Red Electrica Map Of Renewables In Spain.
But like any progress, the renewable energy boom has its detractors. Image from Invertia.

It’s certainly not for the faint-hearted with Forestalia’s Maestrazgo solar project set to cover 137 hectares with solar panels. “People come here to see nature, not to look out on a field of black panels,” he adds.

Some of the area is part of the European Natura 2000 network of breeding sites for rare and threatened species and, though there is legislation protecting Natural Parks and Special Protection Areas (SPAs), when it comes to the Natura 2000 network, the government’s line is merely indicative and can be overridden.

According to Daniel Lopez from green group Ecologistas en Accion ‘these are frequently areas of great beauty but the problem is the law doesn’t actually guarantee their protection’.

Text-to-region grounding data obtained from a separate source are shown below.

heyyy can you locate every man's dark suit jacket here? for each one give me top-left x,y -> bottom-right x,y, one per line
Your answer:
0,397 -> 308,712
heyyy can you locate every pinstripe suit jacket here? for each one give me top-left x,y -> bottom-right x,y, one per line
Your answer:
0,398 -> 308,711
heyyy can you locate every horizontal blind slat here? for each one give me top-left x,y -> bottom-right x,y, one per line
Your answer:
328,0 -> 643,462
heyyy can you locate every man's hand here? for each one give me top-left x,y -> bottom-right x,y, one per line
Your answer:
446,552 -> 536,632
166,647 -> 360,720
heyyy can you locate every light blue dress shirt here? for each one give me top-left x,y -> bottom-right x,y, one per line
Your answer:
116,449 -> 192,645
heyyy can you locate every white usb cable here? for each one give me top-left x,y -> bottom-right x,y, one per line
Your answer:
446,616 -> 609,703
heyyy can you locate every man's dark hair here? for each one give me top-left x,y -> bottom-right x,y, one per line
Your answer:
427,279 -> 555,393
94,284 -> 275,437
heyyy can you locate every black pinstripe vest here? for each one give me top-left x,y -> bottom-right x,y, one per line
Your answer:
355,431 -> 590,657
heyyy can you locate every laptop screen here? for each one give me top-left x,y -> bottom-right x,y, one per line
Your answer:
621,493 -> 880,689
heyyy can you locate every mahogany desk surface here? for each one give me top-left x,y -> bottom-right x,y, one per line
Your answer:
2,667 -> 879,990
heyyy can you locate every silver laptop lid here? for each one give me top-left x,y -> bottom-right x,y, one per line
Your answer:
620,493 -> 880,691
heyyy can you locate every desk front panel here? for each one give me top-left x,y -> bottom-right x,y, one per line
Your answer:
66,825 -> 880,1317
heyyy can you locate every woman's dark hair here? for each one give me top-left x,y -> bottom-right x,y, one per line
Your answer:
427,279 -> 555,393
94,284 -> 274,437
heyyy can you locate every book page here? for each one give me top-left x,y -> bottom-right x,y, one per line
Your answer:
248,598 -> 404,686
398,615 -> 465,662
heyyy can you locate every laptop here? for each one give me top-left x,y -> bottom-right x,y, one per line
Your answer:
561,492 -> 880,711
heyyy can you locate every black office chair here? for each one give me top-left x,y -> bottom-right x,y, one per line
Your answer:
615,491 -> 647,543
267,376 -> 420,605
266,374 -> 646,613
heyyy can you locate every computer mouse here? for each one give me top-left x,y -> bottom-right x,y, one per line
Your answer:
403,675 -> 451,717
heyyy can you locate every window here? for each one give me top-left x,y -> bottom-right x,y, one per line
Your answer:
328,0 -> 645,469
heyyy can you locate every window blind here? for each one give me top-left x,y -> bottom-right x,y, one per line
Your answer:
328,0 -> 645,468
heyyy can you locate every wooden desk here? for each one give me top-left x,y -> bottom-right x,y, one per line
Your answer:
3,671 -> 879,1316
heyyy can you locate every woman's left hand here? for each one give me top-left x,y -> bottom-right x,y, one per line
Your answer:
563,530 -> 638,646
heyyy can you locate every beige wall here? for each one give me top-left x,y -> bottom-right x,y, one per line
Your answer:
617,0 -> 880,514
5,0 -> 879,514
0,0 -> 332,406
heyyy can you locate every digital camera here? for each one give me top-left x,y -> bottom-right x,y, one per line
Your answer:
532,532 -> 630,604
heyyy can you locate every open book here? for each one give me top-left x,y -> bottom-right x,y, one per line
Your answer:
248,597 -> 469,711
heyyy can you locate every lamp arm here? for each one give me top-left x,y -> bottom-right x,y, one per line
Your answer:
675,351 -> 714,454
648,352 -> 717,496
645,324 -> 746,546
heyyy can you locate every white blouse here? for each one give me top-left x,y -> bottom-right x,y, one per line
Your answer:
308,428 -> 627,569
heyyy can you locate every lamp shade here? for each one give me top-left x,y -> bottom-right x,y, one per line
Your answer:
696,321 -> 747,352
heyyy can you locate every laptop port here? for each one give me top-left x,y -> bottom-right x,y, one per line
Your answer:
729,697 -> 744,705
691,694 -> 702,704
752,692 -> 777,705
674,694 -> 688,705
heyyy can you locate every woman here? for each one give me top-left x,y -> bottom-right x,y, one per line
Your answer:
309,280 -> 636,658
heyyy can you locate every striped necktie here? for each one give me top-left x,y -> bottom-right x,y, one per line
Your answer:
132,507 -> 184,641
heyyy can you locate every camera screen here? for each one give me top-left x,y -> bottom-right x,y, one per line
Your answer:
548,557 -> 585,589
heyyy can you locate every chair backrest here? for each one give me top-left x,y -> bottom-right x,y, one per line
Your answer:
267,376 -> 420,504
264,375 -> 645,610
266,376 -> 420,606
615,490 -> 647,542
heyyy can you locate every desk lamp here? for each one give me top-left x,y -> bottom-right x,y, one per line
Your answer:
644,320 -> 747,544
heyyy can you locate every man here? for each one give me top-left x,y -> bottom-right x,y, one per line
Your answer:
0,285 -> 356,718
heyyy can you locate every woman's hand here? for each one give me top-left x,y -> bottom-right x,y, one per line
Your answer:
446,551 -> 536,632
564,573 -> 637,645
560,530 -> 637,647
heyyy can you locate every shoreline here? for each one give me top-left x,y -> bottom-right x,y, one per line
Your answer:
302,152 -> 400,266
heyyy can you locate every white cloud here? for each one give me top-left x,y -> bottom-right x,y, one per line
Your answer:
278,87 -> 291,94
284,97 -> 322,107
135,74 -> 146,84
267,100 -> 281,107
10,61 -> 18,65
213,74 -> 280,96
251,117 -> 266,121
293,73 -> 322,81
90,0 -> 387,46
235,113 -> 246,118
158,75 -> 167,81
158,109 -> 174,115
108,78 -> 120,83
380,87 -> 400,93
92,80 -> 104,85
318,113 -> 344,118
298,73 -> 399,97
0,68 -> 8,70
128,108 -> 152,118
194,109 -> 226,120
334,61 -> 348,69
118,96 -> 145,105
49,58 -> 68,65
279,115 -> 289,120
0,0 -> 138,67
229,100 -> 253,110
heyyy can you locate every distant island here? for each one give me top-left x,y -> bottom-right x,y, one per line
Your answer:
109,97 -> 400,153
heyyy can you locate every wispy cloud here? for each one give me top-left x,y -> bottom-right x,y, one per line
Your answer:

“And most of the renewable companies are here to make money,” he adds.

Forestalia, one of the biggest players in the Teruel region, has a background in the meat industry and has been accused of speculation and being given a blank cheque by the government to set up where it wants.

“If you say you don’t want their project, their response is that it’s not the public’s opinion that counts. It’s the legality,” says Oquendo, who flags up a viral video in which a Forestalia advisor was filmed telling a protester ‘if the villages oppose us, Europe will tell you where you can put your opinions’.

Forestalia has denied the blank cheque claims insisting it is ‘impossible’ when there is a public bidding process to win the project. “The people on these platforms play the victim,” insists a spokesman. “They are scared of change. In any case, you can’t save your village if you don’t first save the world.”

Just like the movie, Alcarras, the issue is proving divisive. 

Wind Farm In Avila. 2
Wind farm in Avila. Image from The Olive Press.

According to Oquendo, entire communities in Teruel are at loggerheads, with vandalism surfacing in April and many threats being made. 

Causing much of the anger is the fact that land can be expropriated if at least 80% of local landowners are in favour of installing a project. 

“There are neighbours who have literally stopped speaking,” he says.

The majority of ALIENTE’s groups are demanding multiple small projects instead of just a few macro ones, with priority for local consumption. 

“Unlike with coal, the locals can all participate in this,” claims Ederra from the Salvamos el Perdon platform.  

But Jose Donoso, head of the Spanish solar association UNEF, dismisses this idea as ‘suicide’. He points out that the ecological transition is not just about ‘decorating the countryside’.

“We need €25 billion in investment to reach the 2030 National Integrated Energy and Climate Plan (PNIEC) target. Small companies simply don’t have that kind of money,” he states.

Donoso adds that those who maintain we can respond to climate change with small companies alone are neo-negationists. 

“These people may not deny climate change but that makes them more dangerous because they oppose any policy to address it,” he says. “They’re the biggest barrier to the ecological transition in the country right now.”

As for Alcarras, Donoso points out that the actual Catalan village of Alcarràs, where the film is set, actually does have a solar farm installed on land previously used as a deposit for waste from an industrial pig farm.

There was no orchard destroyed and the ‘landowner is very happy’.